As far as this story goes, Kyaligonza insisted that he could only speak to Army Chief of Staff Smith Opon Acak, who happened to be out of the country. As they waited for him to return, Kyaligonza escaped, mbu he tied bedsheets together for a rope, and let himself down from a window and into the dark streets. He returned to the bush an angry man, believing that he had been fingered for death.
Cynics say that the Makindye beating might have snapped a few wires and caused his endless shenanigans. But the truth is that he is just a naughty man who revels in infamy.
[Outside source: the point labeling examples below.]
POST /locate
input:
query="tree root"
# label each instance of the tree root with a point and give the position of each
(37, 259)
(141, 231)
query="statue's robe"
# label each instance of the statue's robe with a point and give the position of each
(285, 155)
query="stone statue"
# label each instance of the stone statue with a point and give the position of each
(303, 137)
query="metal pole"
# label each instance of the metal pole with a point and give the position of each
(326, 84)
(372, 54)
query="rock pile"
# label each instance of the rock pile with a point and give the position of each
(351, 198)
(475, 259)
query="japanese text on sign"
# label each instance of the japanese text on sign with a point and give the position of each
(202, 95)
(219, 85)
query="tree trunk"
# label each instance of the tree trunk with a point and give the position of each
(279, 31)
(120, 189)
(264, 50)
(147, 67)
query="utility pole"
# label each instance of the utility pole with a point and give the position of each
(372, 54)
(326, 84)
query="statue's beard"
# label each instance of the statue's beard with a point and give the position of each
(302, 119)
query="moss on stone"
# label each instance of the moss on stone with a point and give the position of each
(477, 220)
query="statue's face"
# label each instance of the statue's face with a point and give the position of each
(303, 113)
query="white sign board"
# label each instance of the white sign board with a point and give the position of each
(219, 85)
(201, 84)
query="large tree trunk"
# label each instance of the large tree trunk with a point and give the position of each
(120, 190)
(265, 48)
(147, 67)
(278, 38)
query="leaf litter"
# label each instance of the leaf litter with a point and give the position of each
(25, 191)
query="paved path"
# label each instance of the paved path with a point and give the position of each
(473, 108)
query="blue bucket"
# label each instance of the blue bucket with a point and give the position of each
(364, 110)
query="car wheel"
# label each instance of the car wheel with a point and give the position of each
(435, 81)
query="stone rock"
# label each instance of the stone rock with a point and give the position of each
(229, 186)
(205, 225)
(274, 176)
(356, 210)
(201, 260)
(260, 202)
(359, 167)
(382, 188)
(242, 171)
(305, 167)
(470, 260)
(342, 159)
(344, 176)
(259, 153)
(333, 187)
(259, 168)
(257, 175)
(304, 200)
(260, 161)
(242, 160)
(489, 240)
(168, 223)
The people of Hoima are all too familiar with his recurring slapping episodes that appear to spare no one; yet for the most part they like him in spite of it, may be even because of it.
In 2016, Octogenarian former Deputy Premier Henry Kajura was determined to stay his retirement by despoiling the NRM Primaries to favour him. In places like Hoima, winning the NRM vote all but guarantees you the parliamentary seat. Kajura’s rival, Lawrence Bategeka, seemed powerless to stop the old man’s well-oiled rigging machine (he often boasted that his money is what votes for him, not the people) until General Kyaligonza stepped in. If the DPC of Hoima police hadn’t stood between the two squabbling NRM giants, Kajura would be the most high profile victim of Kyaligonza’s slap-machine. The general’s intervention caused the vote to be put off, and when it was redone, Kajura was rightly sent to his retirement home.
Much later, at the tail-end of 2018, there was an NRM primary for LC V chairman in the newly created Kikuube district, carved out of Hoima, towards the oil fields. One of the candidates, Alpha Opio had the support of all fellow Bafuruki (migrants) into the district, most of them Bakiga, and he was the strong favourite. Trouble is; he was standing against Banura Kyaligonza, son of the notorious general.
Enter the slap machine! This time he stirred up the locals with tribal sentiments and that, along with a few slaps to put the Bafuruki in line, and an inflated number of voters, ensured that his son won.
Not too long ago, an overloaded truck got stuck in Hoima, along Fort Portal road. It was a rainy day and the driver, fearing that he would get completely stuck in the mud if he moved to the roadside, decided to park right in the middle. A line of cars soon built up behind him. Drivers pleaded with him to move aside but he was adamant, saying “ffena tugende kusula wano”.
Unfortunately for him, one of the people held up behind him was Kyaligonza. The general ordered his boys to park the truck at the roadside, then he pulled out a gun and blasted all its tyres, front and back.
“You can now spend the night there since it’s what you wanted,” he said as he entered his land cruiser and sped off. He lives for such moments.
One radio presenter who was reporting what happened at the aforementioned LC V elections in Kikuube was told that the general was waiting outside the station. He escaped through a back door and ran to former Bishop of Hoima Diocese His Lordship Edward Baharagate, a gregarious fatherly character loved by everyone.
That’s the other thing about Kyaligonza. He is a staunch Catholic and reveres the church’s hierarchy. The Bishop is the only one who can, and often does, tame the raging general.
The negative media attention and a threat of a parliamentary probe might shake lesser mortals. Not Kyaligonza. He exults in it. He has probably framed the newspaper front pages on which he appeared slapping that traffic cop. He has arrived!
Finally his notoriety has gotten the attention it deserves.
Accept my apologies for a late rant… or I will slap you.